The second act took place backstage during an actual performance of “Nothing On” about one month into the group’s tour and gave audiences a different point of view. Since it was about what goes on backstage during a show, the actors for the most part did not speak any dialogue (audiences still could hear their performance), but used gestures to act out the scene.

“I liked that they had the same set but they flipped it around, so that you could have a different setting and see the other side of the entire play,” Navarathna said.

The third act showed a performance of “Nothing On” near the end of the group’s tour, at which point the characters’ relationships had deteriorated drastically.
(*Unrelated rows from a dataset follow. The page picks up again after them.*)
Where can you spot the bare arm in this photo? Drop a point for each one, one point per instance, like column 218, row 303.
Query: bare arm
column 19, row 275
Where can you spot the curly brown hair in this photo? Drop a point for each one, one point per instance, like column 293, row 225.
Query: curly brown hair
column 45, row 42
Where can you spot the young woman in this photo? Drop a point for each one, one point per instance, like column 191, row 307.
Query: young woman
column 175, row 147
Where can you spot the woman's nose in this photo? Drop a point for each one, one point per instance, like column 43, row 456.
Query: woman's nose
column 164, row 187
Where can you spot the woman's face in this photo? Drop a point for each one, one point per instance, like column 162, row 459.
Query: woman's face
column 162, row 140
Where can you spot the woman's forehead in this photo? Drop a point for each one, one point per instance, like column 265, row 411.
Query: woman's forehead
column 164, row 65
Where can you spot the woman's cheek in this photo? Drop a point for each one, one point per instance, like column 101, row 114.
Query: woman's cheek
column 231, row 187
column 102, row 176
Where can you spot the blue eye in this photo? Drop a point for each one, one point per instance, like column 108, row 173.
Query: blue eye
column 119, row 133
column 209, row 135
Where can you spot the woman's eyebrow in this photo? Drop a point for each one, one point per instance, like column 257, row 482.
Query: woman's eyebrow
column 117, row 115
“I loved the play within a play and I did not expect that at all, and it was funny,” Navarathna said,

During the play, the audience applauded and laughed several times. The play brought the audience into the chaotic production process.
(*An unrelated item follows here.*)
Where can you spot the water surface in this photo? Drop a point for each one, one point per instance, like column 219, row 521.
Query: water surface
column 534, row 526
At the same time, “we dove into in-depth character choices, both physical and sub-textual, the ability to concentrate in chaos, the ability to perform in dialect,” Nathans wrote in the director’s notes of the playbill.

All of the actors in “Noises Off” were students at this university. For the Sunday performance, Lloyd, the director of “Nothing On,” was performed by Kyle Starling. Garry was performed by Ben Fish, Frederick was performed by Ben Panah, Belinda was performed by Ariana Caldwell, Selsdon was performed by Sam Intrater, Poppy was performed by Jamie Bokman, Tim was performed by Philippos Sourvinos and Electrician Erin was performed by Taylor Stokes.

“I had never seen it [“Noises Off”] before and it was good, especially the design elements,” a visiting potential graduate student Josie Everett said.